Borrower of the Week - UOB

With a fresh deal in the dollar bond market, UOB has an interesting credit story to tell.

Singapore's largest bank United Overseas Bank, gave credit investors a welcome sheaf of new paper this week with the issuance of $1 billion in 10 year subordinated notes. Priced at 117bps over treasuries the bonds were snapped up in little over 14 hours of marketing with a book that was 10 times oversubscribed.

Behind these bonds was some clear rarity value: no Singapore issuer had been to the market since SingTel's $2.29 billion blockbuster back in November 2001. And UOB had not been in the market since earlier that same year.

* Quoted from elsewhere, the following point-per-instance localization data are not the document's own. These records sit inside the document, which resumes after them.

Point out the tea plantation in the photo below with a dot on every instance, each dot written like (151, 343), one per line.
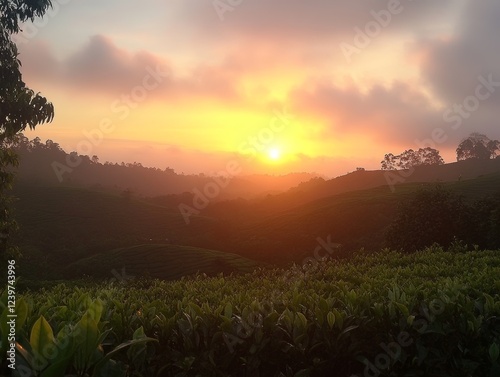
(431, 313)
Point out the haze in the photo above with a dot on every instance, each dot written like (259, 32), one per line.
(282, 86)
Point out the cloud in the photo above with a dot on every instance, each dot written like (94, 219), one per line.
(452, 66)
(296, 19)
(395, 114)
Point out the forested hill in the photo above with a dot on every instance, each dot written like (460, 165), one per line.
(47, 164)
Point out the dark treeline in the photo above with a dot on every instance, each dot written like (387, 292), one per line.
(436, 215)
(47, 163)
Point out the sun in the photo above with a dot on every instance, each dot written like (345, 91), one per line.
(274, 154)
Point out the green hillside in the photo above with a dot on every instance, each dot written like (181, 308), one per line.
(354, 219)
(62, 225)
(168, 262)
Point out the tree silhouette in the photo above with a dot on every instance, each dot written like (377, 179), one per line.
(432, 215)
(477, 146)
(410, 158)
(20, 107)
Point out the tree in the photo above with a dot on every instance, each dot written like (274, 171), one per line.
(477, 146)
(410, 158)
(432, 216)
(20, 107)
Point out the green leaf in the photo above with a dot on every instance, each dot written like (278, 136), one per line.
(494, 352)
(87, 340)
(41, 336)
(331, 319)
(228, 310)
(303, 373)
(120, 347)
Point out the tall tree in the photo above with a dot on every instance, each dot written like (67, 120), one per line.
(20, 106)
(478, 146)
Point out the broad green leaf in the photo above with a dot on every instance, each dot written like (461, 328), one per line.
(494, 352)
(228, 310)
(87, 340)
(41, 336)
(331, 319)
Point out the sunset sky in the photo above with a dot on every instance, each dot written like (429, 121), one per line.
(282, 86)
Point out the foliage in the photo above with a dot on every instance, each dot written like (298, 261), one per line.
(437, 215)
(20, 106)
(410, 158)
(478, 146)
(334, 319)
(432, 215)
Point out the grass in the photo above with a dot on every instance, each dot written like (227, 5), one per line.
(61, 225)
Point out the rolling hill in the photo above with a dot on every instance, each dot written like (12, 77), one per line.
(62, 226)
(168, 262)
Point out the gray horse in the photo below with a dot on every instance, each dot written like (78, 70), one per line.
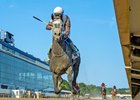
(61, 61)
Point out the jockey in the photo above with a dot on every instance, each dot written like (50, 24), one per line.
(58, 13)
(114, 90)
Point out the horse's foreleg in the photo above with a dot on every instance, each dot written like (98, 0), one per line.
(70, 78)
(55, 81)
(75, 74)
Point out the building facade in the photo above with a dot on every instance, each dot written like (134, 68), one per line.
(20, 70)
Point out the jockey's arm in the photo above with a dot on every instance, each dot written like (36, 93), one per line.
(49, 26)
(67, 27)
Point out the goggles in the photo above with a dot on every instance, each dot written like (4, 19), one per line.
(57, 14)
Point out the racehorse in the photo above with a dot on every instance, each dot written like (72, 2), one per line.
(61, 61)
(114, 92)
(103, 92)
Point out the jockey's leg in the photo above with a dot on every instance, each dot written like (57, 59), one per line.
(48, 61)
(72, 46)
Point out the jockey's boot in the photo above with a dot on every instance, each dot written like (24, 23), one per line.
(74, 49)
(48, 60)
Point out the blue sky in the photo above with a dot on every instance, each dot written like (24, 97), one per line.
(93, 30)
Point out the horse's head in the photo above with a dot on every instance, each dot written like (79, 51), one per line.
(57, 29)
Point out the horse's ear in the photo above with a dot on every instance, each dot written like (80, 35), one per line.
(52, 17)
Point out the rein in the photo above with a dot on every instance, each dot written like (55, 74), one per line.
(58, 55)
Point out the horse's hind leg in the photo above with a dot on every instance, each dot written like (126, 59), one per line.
(75, 74)
(55, 81)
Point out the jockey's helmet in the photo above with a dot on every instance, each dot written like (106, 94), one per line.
(103, 84)
(58, 10)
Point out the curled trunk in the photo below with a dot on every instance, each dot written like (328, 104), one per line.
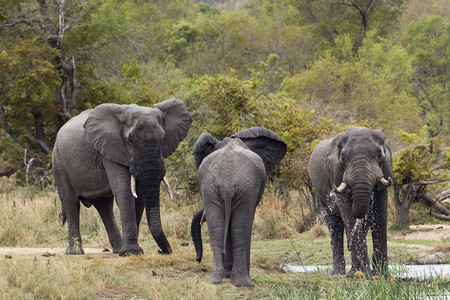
(196, 234)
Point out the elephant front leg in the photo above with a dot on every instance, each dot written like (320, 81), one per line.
(360, 258)
(73, 221)
(105, 210)
(336, 228)
(378, 224)
(119, 181)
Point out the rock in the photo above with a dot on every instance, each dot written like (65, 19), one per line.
(431, 259)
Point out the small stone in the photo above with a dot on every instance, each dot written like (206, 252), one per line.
(431, 259)
(359, 275)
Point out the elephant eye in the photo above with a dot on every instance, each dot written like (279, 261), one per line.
(380, 154)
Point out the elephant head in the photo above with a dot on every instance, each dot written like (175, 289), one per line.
(360, 161)
(140, 138)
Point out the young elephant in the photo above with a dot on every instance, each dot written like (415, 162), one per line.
(232, 176)
(350, 174)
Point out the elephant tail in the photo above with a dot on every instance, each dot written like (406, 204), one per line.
(62, 218)
(196, 233)
(227, 222)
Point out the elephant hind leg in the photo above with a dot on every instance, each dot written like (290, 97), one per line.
(241, 231)
(228, 257)
(216, 227)
(71, 210)
(104, 207)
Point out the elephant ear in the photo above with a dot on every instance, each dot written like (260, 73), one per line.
(176, 123)
(264, 142)
(386, 166)
(104, 132)
(205, 145)
(333, 164)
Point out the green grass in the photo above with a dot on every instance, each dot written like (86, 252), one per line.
(179, 276)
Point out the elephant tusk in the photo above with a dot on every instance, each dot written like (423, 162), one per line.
(166, 184)
(340, 189)
(203, 219)
(133, 186)
(386, 182)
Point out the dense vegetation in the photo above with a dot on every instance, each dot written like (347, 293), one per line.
(305, 69)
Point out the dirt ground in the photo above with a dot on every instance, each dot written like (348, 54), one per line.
(428, 232)
(417, 232)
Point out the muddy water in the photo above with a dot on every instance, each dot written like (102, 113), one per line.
(401, 271)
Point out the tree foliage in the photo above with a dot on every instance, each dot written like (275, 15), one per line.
(304, 69)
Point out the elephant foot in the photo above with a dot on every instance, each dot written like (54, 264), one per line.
(357, 274)
(216, 278)
(242, 280)
(75, 250)
(131, 250)
(167, 251)
(336, 271)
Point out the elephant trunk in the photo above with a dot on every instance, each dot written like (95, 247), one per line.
(361, 193)
(196, 233)
(362, 187)
(148, 167)
(150, 191)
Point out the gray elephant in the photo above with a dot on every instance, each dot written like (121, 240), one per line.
(117, 151)
(358, 161)
(232, 176)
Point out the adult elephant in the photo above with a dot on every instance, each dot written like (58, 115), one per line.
(117, 151)
(232, 176)
(358, 161)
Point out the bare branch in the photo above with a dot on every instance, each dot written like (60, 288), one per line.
(10, 172)
(439, 216)
(435, 203)
(35, 139)
(21, 21)
(429, 182)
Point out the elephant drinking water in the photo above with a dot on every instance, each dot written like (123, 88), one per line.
(350, 174)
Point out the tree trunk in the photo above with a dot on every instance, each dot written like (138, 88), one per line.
(403, 217)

Yet investors had an interesting credit story to understand as well. Fundamentally Singaporean banks have too much capital already. At the end of Q1 2003, UOB was running a tier one capital ratio of 12.4%. Its credit is very strong. But weakness lies in its operating prospects.

A poor macro outlook in Singapore has given rise to deflation and low interest rates, not good things for banks. Moreover, Singapore is saturated with banks and room for growth is limited. Collateral values are falling and few customers seem to want to take out new debt. Nevertheless UOB still managed to reduce its NPLs over the last year down from S$6.02 billion to S$5.669 billion, although this is still the highest absolute figure of any of the three local banks.

The real story lies in what UOB will be able to do with its capital structure. According to analysts, there are several forces at work – such as the MAS directive that banks divest their non-bank holdings by June 2004 – that are compounding the banks' natural desire to reduce their capital ratios and improve their returns on equity. OCBC has undertaken a series of preference share issues to help it achieve this aim.

For UOB the issue is further compounded by the desire of the founding Wee family to extract some cash out of UOB to allow them to buy the affiliate business that the bank is being forced to divest.

The latest bond deal, as upper tier two debt, can replace the more expensive tier one capital, which can reduce the ratios and up the share price. A further boost to share prices could come from the payment of special dividends.

"Capitalization levels at OCBC and UOB provide investors with greater strategic capital management plays through higher and special dividend and in general we expect banks to increase their payout ratio," wrote Sunil Garg, head of bank research at Fox-Pitt, Kelton in a report in June 2003.

Garg calculates that UOB has S$1.861 billion in surplus capital which could lead to a potential total dividend payout of S$1.59, giving a potential dividend yield of 13.3% or a potential payout ratio of 234%. "The potential increase in dividends is significant, although realizing the full payout potential may be dulled if regulators are uncomfortable with payouts greater than earnings," writes Garg. Bond investors clearly liked this credit story as the UOB bond was priced 14bp tighter than the similar DBS 10-year tier two issue.